For an adiabatic process, dq is always 0.
dw=-PdV (the sign is negative because work is done by the system as volume/dV increases so the system is losing energy)
NOW you can apply PV=nRT:
Rearrange so you get P=nRT/V
Plug into dw=-PdV to get
dw=-nRT/VdV
so now you just have:
CvdT=-nRT/VdV rearrange to get T on the other side:
(Cv/T)dT=-(nR/V)dV now integrate both sides: (n and R are constants, and Cv can be taken to be a constant in many cases)
sooo
Int[(Cv/T)dT]=Int[(-nR/V)dV] take constants out:
CvInt[dT/T]=-nRInt[dV/V] we're integrating over T1 to T2 and V1 to V2
so we get:
Cv*Ln[T2/T1]=-nR*Ln[V2/V1] because the sign is negative, you flip the Ln
Cv*Ln[T2/T1]=nR*Ln[V1/V2] sooooo as you can see as you increase temperature, (so T2/T1 is greater than 1), V1/V2 is also greater than 1 which means that you're decreasing volume. the converse is also true.

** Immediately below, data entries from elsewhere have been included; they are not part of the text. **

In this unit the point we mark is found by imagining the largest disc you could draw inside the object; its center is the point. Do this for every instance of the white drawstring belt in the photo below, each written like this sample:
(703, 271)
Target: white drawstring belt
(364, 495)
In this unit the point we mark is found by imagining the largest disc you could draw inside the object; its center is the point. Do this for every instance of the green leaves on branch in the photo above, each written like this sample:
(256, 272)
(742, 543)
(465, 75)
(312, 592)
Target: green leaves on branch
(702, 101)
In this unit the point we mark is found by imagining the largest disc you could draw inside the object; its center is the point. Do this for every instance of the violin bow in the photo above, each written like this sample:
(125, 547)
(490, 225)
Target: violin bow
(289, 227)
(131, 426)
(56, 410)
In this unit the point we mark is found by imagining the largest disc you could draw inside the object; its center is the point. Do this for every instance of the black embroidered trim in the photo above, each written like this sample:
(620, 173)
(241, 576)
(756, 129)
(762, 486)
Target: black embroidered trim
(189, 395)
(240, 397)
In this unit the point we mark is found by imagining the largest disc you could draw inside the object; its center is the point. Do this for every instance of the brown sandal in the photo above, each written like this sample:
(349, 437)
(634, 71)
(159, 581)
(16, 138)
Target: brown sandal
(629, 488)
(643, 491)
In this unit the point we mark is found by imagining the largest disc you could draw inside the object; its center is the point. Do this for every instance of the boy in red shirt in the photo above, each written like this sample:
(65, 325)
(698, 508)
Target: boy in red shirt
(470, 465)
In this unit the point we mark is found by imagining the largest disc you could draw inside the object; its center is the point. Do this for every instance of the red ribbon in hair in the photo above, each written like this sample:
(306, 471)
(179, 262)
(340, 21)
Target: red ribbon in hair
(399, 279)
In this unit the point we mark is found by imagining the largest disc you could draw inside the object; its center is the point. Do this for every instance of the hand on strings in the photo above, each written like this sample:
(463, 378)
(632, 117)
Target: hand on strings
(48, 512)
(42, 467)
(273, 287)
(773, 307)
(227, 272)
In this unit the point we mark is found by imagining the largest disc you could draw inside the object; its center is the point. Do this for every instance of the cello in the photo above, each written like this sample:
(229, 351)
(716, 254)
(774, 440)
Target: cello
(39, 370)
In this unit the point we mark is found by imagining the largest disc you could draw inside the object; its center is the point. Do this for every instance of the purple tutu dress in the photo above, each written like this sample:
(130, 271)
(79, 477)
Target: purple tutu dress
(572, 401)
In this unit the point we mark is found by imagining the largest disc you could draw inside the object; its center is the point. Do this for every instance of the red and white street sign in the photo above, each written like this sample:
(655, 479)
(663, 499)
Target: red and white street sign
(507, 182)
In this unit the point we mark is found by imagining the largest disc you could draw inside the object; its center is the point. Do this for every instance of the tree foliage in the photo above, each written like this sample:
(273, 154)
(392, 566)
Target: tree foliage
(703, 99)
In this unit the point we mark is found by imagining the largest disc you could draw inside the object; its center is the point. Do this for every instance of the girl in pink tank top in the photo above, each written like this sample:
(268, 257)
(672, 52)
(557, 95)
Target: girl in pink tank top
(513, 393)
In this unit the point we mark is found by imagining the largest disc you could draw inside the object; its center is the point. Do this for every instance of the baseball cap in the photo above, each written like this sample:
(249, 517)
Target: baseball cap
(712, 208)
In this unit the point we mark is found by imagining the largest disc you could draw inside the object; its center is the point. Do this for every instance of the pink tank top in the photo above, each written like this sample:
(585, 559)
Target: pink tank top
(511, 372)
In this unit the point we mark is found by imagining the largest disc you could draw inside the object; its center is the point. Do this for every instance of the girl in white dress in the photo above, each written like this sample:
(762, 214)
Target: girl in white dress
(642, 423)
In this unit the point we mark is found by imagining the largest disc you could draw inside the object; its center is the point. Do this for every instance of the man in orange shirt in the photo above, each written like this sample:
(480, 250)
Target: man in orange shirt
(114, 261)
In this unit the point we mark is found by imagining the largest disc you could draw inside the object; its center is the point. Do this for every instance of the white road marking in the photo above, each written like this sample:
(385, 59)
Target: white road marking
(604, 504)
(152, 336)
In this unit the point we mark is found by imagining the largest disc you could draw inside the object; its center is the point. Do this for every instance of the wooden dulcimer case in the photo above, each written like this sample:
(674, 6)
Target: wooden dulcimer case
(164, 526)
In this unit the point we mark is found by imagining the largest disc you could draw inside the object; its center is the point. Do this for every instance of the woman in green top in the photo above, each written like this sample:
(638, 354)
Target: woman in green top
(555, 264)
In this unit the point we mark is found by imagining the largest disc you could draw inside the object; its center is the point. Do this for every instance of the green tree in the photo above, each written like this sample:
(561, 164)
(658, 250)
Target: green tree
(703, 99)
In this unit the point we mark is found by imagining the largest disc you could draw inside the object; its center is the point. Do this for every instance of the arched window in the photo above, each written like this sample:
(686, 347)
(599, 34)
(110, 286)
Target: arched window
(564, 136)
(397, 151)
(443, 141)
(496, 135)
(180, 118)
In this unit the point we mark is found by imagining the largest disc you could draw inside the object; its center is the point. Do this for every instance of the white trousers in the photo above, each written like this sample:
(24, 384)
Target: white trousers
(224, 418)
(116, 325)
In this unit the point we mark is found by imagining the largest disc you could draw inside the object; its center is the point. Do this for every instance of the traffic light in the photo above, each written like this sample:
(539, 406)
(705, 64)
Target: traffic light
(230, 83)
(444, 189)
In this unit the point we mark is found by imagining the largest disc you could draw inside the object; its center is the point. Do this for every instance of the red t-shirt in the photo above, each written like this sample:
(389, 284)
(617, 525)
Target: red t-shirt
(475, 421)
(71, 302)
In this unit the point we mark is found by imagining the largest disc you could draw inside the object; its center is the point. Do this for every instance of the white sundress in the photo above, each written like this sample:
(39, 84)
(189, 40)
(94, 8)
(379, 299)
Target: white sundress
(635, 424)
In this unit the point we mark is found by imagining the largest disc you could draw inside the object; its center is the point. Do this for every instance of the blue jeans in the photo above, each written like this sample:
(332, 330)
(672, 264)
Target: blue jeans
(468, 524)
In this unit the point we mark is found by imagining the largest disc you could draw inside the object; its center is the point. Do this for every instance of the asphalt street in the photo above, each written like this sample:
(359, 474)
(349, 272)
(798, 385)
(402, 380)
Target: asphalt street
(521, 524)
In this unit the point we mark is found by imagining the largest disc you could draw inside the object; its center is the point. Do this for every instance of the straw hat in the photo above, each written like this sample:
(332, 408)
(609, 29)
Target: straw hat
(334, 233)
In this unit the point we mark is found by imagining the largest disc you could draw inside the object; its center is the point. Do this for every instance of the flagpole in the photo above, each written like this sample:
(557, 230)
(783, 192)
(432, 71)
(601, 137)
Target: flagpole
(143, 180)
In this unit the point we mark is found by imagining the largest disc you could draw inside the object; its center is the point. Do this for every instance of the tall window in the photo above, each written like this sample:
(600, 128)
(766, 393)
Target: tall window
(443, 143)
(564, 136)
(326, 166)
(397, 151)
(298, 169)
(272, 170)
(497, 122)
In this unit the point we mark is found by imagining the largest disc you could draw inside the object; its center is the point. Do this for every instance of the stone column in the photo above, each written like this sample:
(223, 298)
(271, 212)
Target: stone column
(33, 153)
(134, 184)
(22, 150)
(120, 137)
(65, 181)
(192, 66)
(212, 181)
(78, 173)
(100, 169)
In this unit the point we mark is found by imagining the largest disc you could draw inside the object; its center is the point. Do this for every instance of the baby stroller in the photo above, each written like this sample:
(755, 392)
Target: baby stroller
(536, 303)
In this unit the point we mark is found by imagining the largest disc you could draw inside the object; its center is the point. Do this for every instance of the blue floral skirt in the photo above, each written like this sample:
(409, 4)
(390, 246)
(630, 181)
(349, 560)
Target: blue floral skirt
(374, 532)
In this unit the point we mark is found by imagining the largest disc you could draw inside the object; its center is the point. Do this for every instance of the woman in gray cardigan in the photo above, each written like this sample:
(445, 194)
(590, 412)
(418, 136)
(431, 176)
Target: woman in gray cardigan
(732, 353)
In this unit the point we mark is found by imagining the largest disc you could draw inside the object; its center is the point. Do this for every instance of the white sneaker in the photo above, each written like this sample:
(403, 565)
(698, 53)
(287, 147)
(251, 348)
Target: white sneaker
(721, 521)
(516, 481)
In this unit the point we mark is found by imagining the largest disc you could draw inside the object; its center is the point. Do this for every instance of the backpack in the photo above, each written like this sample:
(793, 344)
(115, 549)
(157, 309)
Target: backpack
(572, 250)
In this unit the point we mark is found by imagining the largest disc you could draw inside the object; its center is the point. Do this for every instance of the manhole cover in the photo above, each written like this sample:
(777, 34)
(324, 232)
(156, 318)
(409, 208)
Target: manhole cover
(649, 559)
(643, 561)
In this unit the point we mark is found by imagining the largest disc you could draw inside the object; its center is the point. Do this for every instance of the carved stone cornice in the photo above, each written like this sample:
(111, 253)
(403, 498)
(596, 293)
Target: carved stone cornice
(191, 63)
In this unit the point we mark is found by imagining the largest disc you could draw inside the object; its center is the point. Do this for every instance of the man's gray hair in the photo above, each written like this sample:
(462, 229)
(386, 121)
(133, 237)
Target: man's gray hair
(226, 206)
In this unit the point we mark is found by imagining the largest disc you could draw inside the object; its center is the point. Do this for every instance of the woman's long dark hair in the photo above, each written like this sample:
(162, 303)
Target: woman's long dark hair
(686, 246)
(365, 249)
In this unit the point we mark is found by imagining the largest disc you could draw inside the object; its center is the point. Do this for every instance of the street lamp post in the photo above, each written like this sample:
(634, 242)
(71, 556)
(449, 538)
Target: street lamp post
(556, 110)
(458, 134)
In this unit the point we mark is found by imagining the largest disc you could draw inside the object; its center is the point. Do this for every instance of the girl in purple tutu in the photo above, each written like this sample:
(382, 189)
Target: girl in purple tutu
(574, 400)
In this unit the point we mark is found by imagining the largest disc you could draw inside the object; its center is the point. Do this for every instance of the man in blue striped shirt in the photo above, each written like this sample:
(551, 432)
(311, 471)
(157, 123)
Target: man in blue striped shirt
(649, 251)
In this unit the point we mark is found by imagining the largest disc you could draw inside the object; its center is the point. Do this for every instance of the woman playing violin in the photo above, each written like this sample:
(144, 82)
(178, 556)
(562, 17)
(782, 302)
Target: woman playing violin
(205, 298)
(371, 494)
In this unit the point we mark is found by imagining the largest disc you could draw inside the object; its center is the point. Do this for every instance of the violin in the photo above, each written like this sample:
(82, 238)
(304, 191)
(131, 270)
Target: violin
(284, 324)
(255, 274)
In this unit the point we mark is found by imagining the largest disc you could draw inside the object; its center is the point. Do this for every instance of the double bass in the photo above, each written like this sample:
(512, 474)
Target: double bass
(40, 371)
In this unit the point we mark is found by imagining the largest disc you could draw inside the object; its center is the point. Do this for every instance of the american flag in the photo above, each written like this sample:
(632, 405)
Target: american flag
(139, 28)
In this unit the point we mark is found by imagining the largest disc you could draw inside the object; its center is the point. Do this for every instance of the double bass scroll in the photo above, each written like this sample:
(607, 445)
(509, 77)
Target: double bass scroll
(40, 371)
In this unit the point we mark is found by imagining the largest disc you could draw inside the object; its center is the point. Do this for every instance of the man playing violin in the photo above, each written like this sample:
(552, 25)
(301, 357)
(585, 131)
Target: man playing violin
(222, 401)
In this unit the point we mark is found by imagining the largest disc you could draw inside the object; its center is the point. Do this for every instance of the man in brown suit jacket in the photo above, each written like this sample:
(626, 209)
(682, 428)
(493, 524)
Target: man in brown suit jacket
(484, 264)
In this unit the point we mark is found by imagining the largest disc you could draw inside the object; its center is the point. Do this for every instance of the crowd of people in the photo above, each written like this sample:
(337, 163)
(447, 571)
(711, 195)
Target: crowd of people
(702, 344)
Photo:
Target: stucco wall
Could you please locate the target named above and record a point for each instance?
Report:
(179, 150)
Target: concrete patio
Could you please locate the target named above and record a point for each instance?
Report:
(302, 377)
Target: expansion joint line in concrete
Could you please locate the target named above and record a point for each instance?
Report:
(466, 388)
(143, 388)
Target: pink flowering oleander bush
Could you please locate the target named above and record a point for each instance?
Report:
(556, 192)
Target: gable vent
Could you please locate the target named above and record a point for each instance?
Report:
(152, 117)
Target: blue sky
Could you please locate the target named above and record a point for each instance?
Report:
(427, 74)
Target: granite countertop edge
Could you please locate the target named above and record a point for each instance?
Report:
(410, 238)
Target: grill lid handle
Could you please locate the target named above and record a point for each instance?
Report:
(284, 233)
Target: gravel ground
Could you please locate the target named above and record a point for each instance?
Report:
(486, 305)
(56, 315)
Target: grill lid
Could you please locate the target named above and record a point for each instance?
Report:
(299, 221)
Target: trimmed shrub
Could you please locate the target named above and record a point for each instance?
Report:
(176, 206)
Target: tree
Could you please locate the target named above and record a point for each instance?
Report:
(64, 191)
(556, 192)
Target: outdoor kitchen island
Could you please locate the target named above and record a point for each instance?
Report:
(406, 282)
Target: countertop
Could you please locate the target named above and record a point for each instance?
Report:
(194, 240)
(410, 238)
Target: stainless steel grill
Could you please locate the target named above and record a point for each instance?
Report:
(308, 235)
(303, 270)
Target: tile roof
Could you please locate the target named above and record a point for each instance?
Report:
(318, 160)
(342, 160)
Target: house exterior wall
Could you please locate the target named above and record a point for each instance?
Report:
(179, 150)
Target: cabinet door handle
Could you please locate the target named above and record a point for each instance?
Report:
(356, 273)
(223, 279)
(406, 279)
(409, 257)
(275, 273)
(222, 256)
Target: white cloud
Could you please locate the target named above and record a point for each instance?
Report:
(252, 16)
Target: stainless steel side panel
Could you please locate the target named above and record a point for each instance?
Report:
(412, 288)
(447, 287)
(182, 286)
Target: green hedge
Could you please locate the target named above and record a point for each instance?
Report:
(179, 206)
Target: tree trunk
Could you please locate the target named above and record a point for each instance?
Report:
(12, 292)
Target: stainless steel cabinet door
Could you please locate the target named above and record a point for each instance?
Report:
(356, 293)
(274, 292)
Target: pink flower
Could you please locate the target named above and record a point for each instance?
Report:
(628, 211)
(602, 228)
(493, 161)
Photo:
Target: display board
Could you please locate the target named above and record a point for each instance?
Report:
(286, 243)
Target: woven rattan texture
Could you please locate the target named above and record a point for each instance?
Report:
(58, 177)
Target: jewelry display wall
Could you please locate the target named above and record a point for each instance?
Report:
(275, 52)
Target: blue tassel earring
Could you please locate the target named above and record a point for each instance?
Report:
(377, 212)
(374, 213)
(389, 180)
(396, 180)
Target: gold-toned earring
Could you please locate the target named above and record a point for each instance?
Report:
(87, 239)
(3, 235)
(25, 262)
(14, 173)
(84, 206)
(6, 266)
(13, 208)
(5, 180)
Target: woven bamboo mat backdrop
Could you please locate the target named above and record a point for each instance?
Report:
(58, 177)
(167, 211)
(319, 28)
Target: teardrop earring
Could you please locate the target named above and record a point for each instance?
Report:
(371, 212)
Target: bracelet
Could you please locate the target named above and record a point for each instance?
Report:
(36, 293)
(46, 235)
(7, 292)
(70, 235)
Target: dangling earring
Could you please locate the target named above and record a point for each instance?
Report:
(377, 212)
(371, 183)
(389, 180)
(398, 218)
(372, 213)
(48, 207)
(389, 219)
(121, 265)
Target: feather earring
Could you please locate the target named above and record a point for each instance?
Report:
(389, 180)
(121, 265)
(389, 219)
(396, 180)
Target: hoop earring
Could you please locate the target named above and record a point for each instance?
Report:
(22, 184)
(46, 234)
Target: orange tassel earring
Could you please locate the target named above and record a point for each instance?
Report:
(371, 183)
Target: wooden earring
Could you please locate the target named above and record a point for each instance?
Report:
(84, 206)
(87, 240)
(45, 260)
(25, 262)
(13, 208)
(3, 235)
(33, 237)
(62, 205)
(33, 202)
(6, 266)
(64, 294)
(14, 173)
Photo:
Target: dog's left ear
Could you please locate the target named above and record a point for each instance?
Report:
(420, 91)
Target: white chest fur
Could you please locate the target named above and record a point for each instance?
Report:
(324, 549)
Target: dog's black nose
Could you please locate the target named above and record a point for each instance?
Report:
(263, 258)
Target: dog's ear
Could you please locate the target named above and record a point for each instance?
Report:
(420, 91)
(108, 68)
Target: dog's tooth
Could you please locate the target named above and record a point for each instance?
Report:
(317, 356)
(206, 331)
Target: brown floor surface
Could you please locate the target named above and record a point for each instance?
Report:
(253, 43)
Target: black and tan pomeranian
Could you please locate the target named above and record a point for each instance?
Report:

For your second question, think of it like this: high temperature, if all else is constant, will tend to want to get molecules as far apart as possible. low pressure, if all else is constant, will want to get molecules as far apart as possible. if you have both high temperatures and low pressure, you'll be getting the molecules as far apart as possible. if you increase pressure, you're squeezing the molecules together. if you decrease temperature, molecules have lower avg kinetic energy so they tend to get closer together, again, if all else is constant. that's why high temp, low pressure makes it most ideal: it gets everything far apart to minimize molecular interactions.